AUGUSTA, G.A. (WJBF) – During Tuesday’s commission meeting, city leaders approved a 60 million dollar project that will tackle flooding in East Augusta.
“It floods you can’t get through here with a car or a truck,” said John Williamson.
Williamson says he’s lived in this area all his life and knows firsthand the issues of flooding in East Augusta.
“They say we in a zone 5 area, which is prone to flooding.” he said.
He says he’s spent thousands of dollars in home renovations so that it could withhold flooding.
“I remodeled this whole house so when it floods, I had to build my yard up because it’s like a swimming pool,” said Williamson.
People living in the area, say this has been going on for almost 5 decades now.
“It’s that sewage line on the side of the street, they have been out here several times, tried to dig it up, but some reason they can’t get it together,” said Leroy Gathers.
District 1 Commissioner Jordan Johnson, took NewsChannel 6 on a tour through some of the most flood-prone neighborhoods.
“Can you identify a drain right here,” said Commissioner Johnson.
He says clogged and small drains installed throughout the neighborhood are just some of the factors causing severe flooding.

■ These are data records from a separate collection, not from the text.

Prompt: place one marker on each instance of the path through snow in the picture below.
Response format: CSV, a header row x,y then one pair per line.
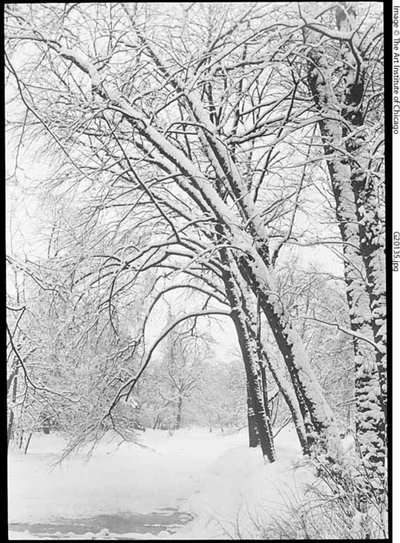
x,y
214,477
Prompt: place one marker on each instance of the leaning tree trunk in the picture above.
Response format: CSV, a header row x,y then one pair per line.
x,y
254,439
315,411
249,350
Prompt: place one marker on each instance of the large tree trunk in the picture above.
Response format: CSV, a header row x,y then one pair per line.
x,y
369,389
249,351
315,411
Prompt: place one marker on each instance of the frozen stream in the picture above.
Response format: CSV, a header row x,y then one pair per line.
x,y
117,524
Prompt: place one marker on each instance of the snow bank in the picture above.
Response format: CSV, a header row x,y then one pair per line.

“Historic flooding happens here because of how the neighborhood sits geographically the altitude of the neighborhood is literally the lowest point in the city,” he said.

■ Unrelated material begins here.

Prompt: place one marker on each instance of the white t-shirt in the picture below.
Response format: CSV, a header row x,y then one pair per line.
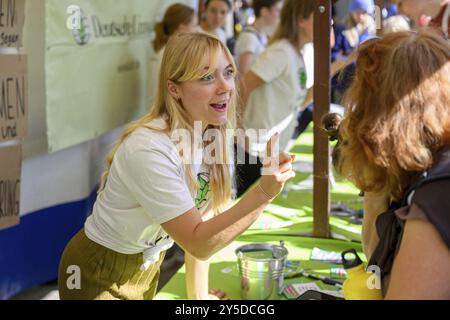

But the severe flooding could soon be coming to an end. Commissioners approved a 6 million dollar project that will focus on improving the drainage in several subdivisions in East Augusta.

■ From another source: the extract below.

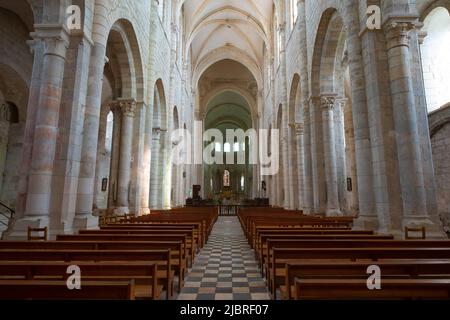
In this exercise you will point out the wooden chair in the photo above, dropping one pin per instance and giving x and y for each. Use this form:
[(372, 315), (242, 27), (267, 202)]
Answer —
[(31, 237), (408, 230)]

‘That project will alleviate that, this project will address this, decades-long issue that you saw today and the residents see every day,” said Commissioner Johnson.
It’ll be broken down into several different phases. The money used to fund it is coming from sales tax funds, but city leaders have already spent millions of dollars trying to correct this problem.
“So when you have an issue that’s as deep rooted as you have here in East Augusta with the flooding, it’s going to cost, it’s going to be a large price tag linked to remediation,” said Commissioner Johnson.
There’s no timeline for the project yet, but city leaders expect to start working on it at the beginning of 2022.